Environmental hygiene is all-too-often overlooked and underappreciated in the infection prevention and control field. The personnel are critical to protecting patients and staff against dangerous pathogens. Didier Pittet, MD, MS, CBE, the hospital epidemiologist and director of the Infection Control Programme & World Health Organization (WHO) Collaborating Centre on Infection Prevention and Control and Antimicrobial Resistance, University of Geneva Hospitals and Faculty of Medicine, wants to highlight how important environmental hygiene is and spread the message worldwide.
Pittet has an extensive list of honors and credits for his life-long work in epidemiology, environmental hygiene, and infection prevention. Most noteworthy for this interview, he is credited with revolutionizing patient care processes in hospitals by replacing hand washing with soap and water with the systematic use of alcohol-based handrubs and spreading this change in practice to health care centers around the world.

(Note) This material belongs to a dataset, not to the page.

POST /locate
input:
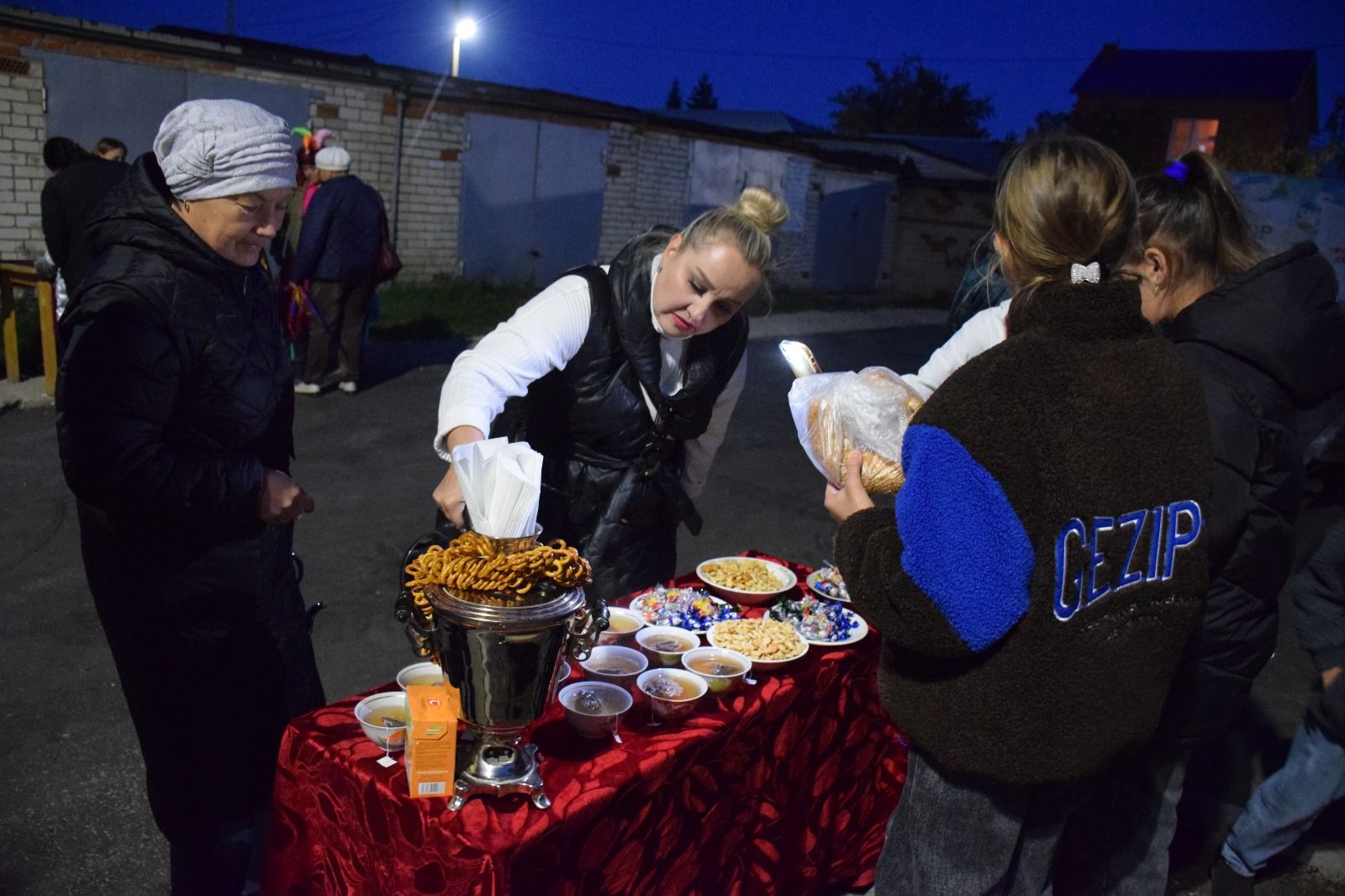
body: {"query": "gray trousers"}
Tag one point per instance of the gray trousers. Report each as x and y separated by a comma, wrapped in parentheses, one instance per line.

This is called the “Clean Hands Initiative.”
Episode Highlights
- How did the Clean Hospitals Day come about? 1:26
- What are the biggest challenges in environmental hygiene today? 12:59
- What are your future plans for the Clean Hospitals Day Conference? 19:27
- Do you have anything else you would like to add? 21:28
Now Pittet has shifted his focus to another integral aspect of infection prevention in hospitals, called the “Clean Hospital Initiative.” Ahead of the upcoming Clean Hospitals Day Conference, Pittet joins Infection Control Today®(ICT®) to discuss the biggest challenges facing environmental hygiene personnel.
The Clean Hospitals Day Conference will be held October 20, 2022, in Geneva, Switzerland, where the attendees and presenters will tackle the challenge of increasing the “global visibility and recognition of the importance of health care environmental hygiene, provide stronger focus and guidance, and encourage the creation of global standards for environmental hygiene,” as noted on the Clean Hospital’s website.
However, only talking about environmental hygiene to other experts about the challenges is not enough, Pittet told ICT®. “We need to sensitize [hospitals] to the importance of health care environmental hygiene. There are too many hospitals around the world that I have visited, where it's just left like this: either it's a private company will [do the cleaning], and sometimes that [should be] a professional’s work. Cleaning a hospital is not cleaning a hotel [because] patients are coming to the hospitals. Environmental protection in a hotel or at home has nothing to do with environmental protection in a hospital or in a long-term care facility, even where many people are living today. So, this is an important problem. And we want to address it with my friends and colleagues from around the world [at the conference]. Again, in a public private/partnership and academic action that we all want to carry over.”